Implement a function for Vectors of all subtypes

I have a problem i can’t find a solution for.
Lets say I have a abstract supertype

abstract A

and a subtype

type B <: A
  value::Vector
end

(others might want to have value e.g. to be a matrix or something)

And I implemented a few functions for each subtype, maybe f1(p::B)::Float64 (and for other subtypes, too…) and now I’d like to implement a function such as

function myVFun(p::Vector{A},lambda::Integer)
  sum( [ f1(v) for v in p] )
  # but really this is of course more complicated involving 2-3 functions all available for each subtype of A
  return ...
end

Somehow the method dispatch does not call this function if I now have a Vector{B} (because this is not a subtype of Vector{A}?). But however I qould like to be able to implement (and call) such a function using vectors of subtypes. Because all functions I apply to the elements of p::Vector{A} are available for B <: A

How can I do that?

Vector{B} is not a sub-type of vector{A}

from the docs:

Even though Float64 <: Real we DO NOT have Point{Float64} <: Point{Real}.
In other words, in the parlance of type theory, Julia’s type parameters are invariant, rather than being covariant (or even contravariant).

what you are looking for is something along these lines:

function myVFun{T <: A}(p::Vector{T},lambda::Integer)
  return sum( [ f1(v) for v in p] )
end

Basically you are defining a parametric function for every type that is a sub-type of A

1 Like

And I can call the function then with myVFun(f), when f::Vector{B}?

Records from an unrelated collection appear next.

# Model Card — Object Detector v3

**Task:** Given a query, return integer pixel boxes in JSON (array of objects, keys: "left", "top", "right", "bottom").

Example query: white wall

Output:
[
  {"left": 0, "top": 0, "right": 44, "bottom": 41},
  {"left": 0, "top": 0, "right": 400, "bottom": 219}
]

Use a parameterized type this way:

import Base: length

abstract A{T}
type B{T} <: A{T}
   value::Vector{T}
end

length{T}(x::B{T}) = length(x.value)

function myFunction{T}(x::B{T})
    n = length(x)
    s = "A vector of type Vector{$T} and length $n."
    return s
end

myInts = B( [1,2,3] )
myChars = B( ['a', 'b', 'c', 'd'] )

myFunction(myInts)
myFunction(myChars)

Running that displays

julia> myInts = B( [1,2,3] )
B{Int64}([1,2,3])

julia> myChars = B( ['a', 'b', 'c'] )
B{Char}(['a','b','c'])

julia> myFunction(myInts)
"A vector of type Vector{Int64} and length 3."

julia> myFunction(myChars)
"A vector of type Vector{Char} and length 4."

Do you questions about how this example works?

You can have specialized handling for vectors of a given type:

# specialize the handling of Bs with Integer vectors
function myFunction{ T<:Integer }(x::B{T})
    s = "Specialized Handling for Bs with Integer vectors"
    return s
end

now running the example displays

julia> myFunction(myChars)
"A vector of type Vector{Char} and length 3."

julia> myFunction(myInts)
"Specialized Handling for Bs with Integer vectors"
2 Likes

Thanks @jsarnoff your example made the point very clear and even the specialization is neatly explained. The method dispatching now works.

Edit: And it even works for operator overloading in order to use the subtype constructor

+{B <: A}(a::T,b::T) = T(a.value+b.value)

thats really neat!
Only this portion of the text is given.